2.6. Future directions
Despite advances in management, survival outcomes for metastatic spinal melanoma remain poor. However, new therapeutics are being developed to inhibit metastatic progression by targeting steps of the metastatic cascade including tumor cell intravasation into vasculature, extravasation into secondary tissue, and colonization of metastatic sites. For example, disrupting endothelial-tumor cell interactions mediated by the ephrin-B2-EphB4 pathway protects against hematogenous spread of melanoma cells to the spine in a mouse model of spinal metastasis.58 Additional work in mice has shown that increasing the expression of nuclear transport factor 2 in metastatic melanoma cells reduces cell motility and metastasis.59 Kratzsch et al demonstrate that targeting tumor growth and tumor cell interactions with vasculature using inhibitors of mammalian target of rapamycin and vascular endothelial growth factor receptors may delay development of symptomatic spinal metastasis, though therapeutic efficacy was only mild.60 Collectively, these studies suggest that elucidating the molecular underpinnings of the metastatic cascade could reveal novel approaches for prophylactic treatment of metastatic spinal melanoma.

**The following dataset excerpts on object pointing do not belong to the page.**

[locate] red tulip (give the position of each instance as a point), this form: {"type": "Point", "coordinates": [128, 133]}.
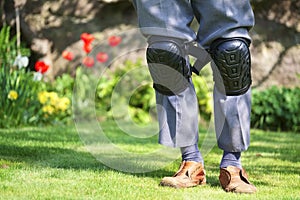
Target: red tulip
{"type": "Point", "coordinates": [41, 66]}
{"type": "Point", "coordinates": [102, 57]}
{"type": "Point", "coordinates": [87, 47]}
{"type": "Point", "coordinates": [114, 40]}
{"type": "Point", "coordinates": [68, 55]}
{"type": "Point", "coordinates": [88, 61]}
{"type": "Point", "coordinates": [87, 38]}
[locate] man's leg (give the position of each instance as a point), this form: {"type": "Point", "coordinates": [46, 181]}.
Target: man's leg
{"type": "Point", "coordinates": [226, 37]}
{"type": "Point", "coordinates": [166, 23]}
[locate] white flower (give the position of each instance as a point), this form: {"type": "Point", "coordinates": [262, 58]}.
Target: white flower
{"type": "Point", "coordinates": [37, 76]}
{"type": "Point", "coordinates": [21, 61]}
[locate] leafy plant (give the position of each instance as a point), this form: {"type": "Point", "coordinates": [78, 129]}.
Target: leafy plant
{"type": "Point", "coordinates": [17, 87]}
{"type": "Point", "coordinates": [142, 101]}
{"type": "Point", "coordinates": [276, 109]}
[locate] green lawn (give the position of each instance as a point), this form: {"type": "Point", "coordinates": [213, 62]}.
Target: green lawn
{"type": "Point", "coordinates": [53, 163]}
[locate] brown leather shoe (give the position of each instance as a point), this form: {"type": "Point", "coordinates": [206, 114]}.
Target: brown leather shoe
{"type": "Point", "coordinates": [190, 174]}
{"type": "Point", "coordinates": [233, 179]}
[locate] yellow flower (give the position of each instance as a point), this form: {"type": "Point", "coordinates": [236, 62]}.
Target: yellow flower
{"type": "Point", "coordinates": [63, 104]}
{"type": "Point", "coordinates": [48, 109]}
{"type": "Point", "coordinates": [12, 95]}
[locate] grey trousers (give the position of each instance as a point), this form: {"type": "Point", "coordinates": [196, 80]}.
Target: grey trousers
{"type": "Point", "coordinates": [178, 114]}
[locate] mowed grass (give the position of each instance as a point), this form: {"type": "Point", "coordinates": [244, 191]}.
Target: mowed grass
{"type": "Point", "coordinates": [53, 163]}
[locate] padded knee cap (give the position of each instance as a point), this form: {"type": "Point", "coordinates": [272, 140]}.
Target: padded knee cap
{"type": "Point", "coordinates": [168, 65]}
{"type": "Point", "coordinates": [232, 65]}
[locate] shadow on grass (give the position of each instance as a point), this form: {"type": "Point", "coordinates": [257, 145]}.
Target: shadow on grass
{"type": "Point", "coordinates": [62, 148]}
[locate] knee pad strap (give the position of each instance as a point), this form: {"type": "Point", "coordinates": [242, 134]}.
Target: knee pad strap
{"type": "Point", "coordinates": [168, 65]}
{"type": "Point", "coordinates": [231, 66]}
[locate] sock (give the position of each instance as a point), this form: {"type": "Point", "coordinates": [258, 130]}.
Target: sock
{"type": "Point", "coordinates": [231, 158]}
{"type": "Point", "coordinates": [191, 153]}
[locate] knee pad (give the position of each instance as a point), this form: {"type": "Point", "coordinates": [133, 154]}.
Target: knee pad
{"type": "Point", "coordinates": [168, 65]}
{"type": "Point", "coordinates": [231, 66]}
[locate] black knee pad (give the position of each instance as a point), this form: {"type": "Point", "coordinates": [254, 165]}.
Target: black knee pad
{"type": "Point", "coordinates": [231, 66]}
{"type": "Point", "coordinates": [168, 65]}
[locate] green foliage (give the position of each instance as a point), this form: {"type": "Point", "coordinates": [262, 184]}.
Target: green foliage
{"type": "Point", "coordinates": [17, 88]}
{"type": "Point", "coordinates": [141, 103]}
{"type": "Point", "coordinates": [21, 95]}
{"type": "Point", "coordinates": [133, 78]}
{"type": "Point", "coordinates": [57, 108]}
{"type": "Point", "coordinates": [276, 109]}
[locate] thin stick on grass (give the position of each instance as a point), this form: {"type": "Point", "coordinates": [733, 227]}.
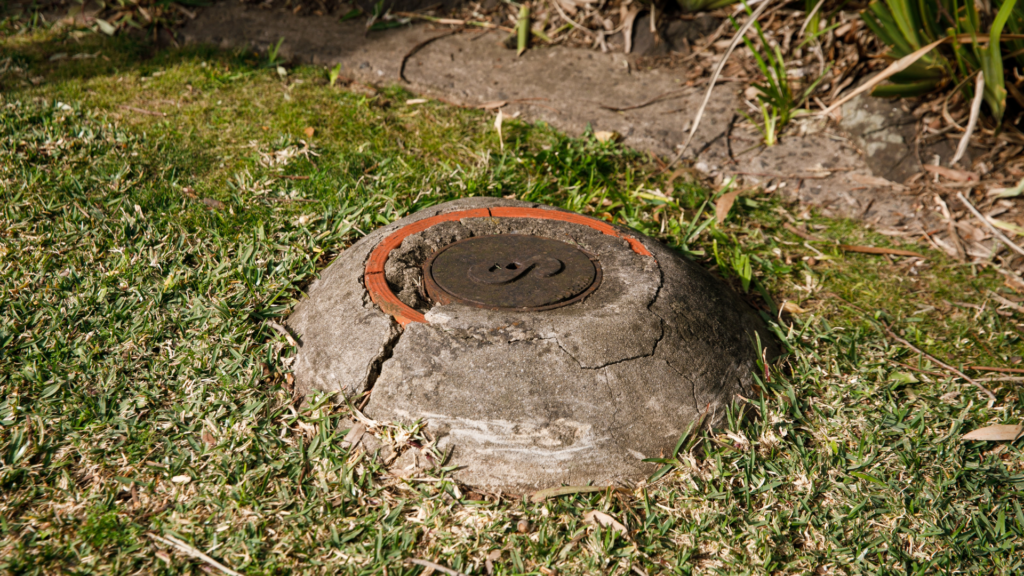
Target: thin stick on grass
{"type": "Point", "coordinates": [718, 72]}
{"type": "Point", "coordinates": [434, 566]}
{"type": "Point", "coordinates": [186, 549]}
{"type": "Point", "coordinates": [991, 397]}
{"type": "Point", "coordinates": [1001, 237]}
{"type": "Point", "coordinates": [979, 91]}
{"type": "Point", "coordinates": [284, 332]}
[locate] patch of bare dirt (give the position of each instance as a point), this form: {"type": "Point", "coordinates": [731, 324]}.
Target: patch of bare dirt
{"type": "Point", "coordinates": [876, 161]}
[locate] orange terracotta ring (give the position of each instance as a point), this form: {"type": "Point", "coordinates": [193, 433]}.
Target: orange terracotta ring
{"type": "Point", "coordinates": [381, 293]}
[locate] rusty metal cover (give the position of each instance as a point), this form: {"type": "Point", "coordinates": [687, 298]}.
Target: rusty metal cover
{"type": "Point", "coordinates": [511, 272]}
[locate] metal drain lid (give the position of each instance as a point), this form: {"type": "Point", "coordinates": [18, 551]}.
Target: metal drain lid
{"type": "Point", "coordinates": [511, 271]}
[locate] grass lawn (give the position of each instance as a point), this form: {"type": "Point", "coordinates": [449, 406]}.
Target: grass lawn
{"type": "Point", "coordinates": [158, 207]}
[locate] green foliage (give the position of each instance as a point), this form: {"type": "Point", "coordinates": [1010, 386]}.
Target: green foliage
{"type": "Point", "coordinates": [906, 26]}
{"type": "Point", "coordinates": [775, 95]}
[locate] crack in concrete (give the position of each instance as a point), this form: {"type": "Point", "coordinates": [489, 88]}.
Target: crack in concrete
{"type": "Point", "coordinates": [386, 352]}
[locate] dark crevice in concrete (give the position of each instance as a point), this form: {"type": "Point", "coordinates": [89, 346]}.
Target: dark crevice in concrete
{"type": "Point", "coordinates": [387, 350]}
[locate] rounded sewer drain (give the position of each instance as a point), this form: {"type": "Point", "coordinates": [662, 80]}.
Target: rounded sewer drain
{"type": "Point", "coordinates": [511, 272]}
{"type": "Point", "coordinates": [521, 400]}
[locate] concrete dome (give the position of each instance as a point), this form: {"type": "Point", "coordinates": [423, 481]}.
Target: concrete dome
{"type": "Point", "coordinates": [607, 365]}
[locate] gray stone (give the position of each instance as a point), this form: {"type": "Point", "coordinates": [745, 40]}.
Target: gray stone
{"type": "Point", "coordinates": [527, 400]}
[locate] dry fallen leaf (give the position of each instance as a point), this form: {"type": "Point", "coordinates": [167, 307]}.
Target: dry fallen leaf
{"type": "Point", "coordinates": [598, 518]}
{"type": "Point", "coordinates": [215, 204]}
{"type": "Point", "coordinates": [724, 204]}
{"type": "Point", "coordinates": [875, 181]}
{"type": "Point", "coordinates": [791, 307]}
{"type": "Point", "coordinates": [996, 433]}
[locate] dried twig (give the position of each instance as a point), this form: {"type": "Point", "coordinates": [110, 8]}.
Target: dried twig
{"type": "Point", "coordinates": [142, 111]}
{"type": "Point", "coordinates": [185, 548]}
{"type": "Point", "coordinates": [418, 47]}
{"type": "Point", "coordinates": [979, 91]}
{"type": "Point", "coordinates": [572, 23]}
{"type": "Point", "coordinates": [1009, 303]}
{"type": "Point", "coordinates": [434, 566]}
{"type": "Point", "coordinates": [991, 397]}
{"type": "Point", "coordinates": [811, 14]}
{"type": "Point", "coordinates": [958, 248]}
{"type": "Point", "coordinates": [655, 99]}
{"type": "Point", "coordinates": [906, 62]}
{"type": "Point", "coordinates": [1001, 237]}
{"type": "Point", "coordinates": [996, 369]}
{"type": "Point", "coordinates": [718, 71]}
{"type": "Point", "coordinates": [877, 250]}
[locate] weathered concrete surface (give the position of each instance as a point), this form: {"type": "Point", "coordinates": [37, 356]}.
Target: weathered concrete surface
{"type": "Point", "coordinates": [526, 400]}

Additionally, new systemic therapies for treatment of metastatic melanoma continue to emerge. Oncolytic virotherapy, which involves intratumoral delivery of genetically engineered oncolytic virus (e.g., talimogene laherparepvec [T-VEC], a modified herpes simplex virus), has shown promise in treating melanoma metastatic to the CNS via an abscopal effect.2 While T-VEC is the most well-studied of these treatments, other oncolytic viral vectors are currently being investigated for their potential in treating metastatic CNS melanoma.61 Other approaches include tumor-infiltrating lymphocyte therapy, which utilizes expansion of a patient's autologous T-cells, manipulation ex vivo, and re-infusion into the patient to generate an anti-tumor response. This method has shown durable, complete response rates in up to 40% of patients with melanoma metastatic to the CNS who failed other immunotherapies.62 Finally, chimeric antigen receptor (CAR) T-cell therapy has shown promise in the treatment of brain metastases and primary brain tumors, and may therefore demonstrate efficacy specifically in treating melanoma metastatic to the CNS.63,64 CAR T-cell therapy involves genetically altering patient T-cells with viral vectors to express CAR constructs. Newly engineered T-cells are then expanded ex vivo and re-injected into the patient, where they exert anti-tumor effects.65
Despite the clinical success of ICIs in treating metastatic melanoma, challenges remain for tumors refractory to immunotherapy.52 Mechanisms conferring resistance to anti-PD-1 therapy are currently being investigated, and targets for combination therapy have been identified. One such target is sphingosine kinase-1, which is overexpressed in many tumors including melanoma, and has been shown to reduce efficacy of anti-PD-1 therapy by increasing expression of factors involved in immunosuppression.66 In addition to mechanisms of resistance originating from tumors themselves, external factors such as the gut microbiome have been shown to influence the tumor microenvironment and regulate response to anti-PD-1 therapy. Modulating these external factors, including the composition of the gut microbiome itself, may therefore represent an alternative treatment approach for tumors refractory to anti-PD-1 therapy. Importantly, Baruch et al and Davar et al observed evidence of clinical improvement in patients with PD-1-refractory melanoma who received fecal microbiota transplantation from patients successfully responding to anti-PD-1 therapy.67,68 As mechanisms for anti-PD-1 therapy resistance continue to be clarified, combination regimens will likely need to be tailored to subsets of treatment-refractory patients.
3. Conclusions
Understanding of the current melanoma literature is imperative when discussing treatment options with metastatic spinal melanoma patients. While surgery achieves decompression and/or stabilization with symptom improvement, leading to improved quality of life, its impact on survival is not clearly established. A multifaceted treatment approach tailored to each patient, their unique symptom presentation, and overall disease burden should be considered. While outcomes have improved over recent years, particularly with the advent of immunotherapies for use in conjunction with surgery and radiotherapy, metastatic spinal melanoma remains an aggressive disease process with poor prognosis. For this reason, new treatment options continue to be studied, especially for patients with disease refractory to immunotherapy. Further research on outcomes, ideally including prospective data from clinical trials, is needed to identify and further refine management strategies for patients with metastatic spinal melanoma.
Funding declaration
The authors report no funding sources relevant to this work.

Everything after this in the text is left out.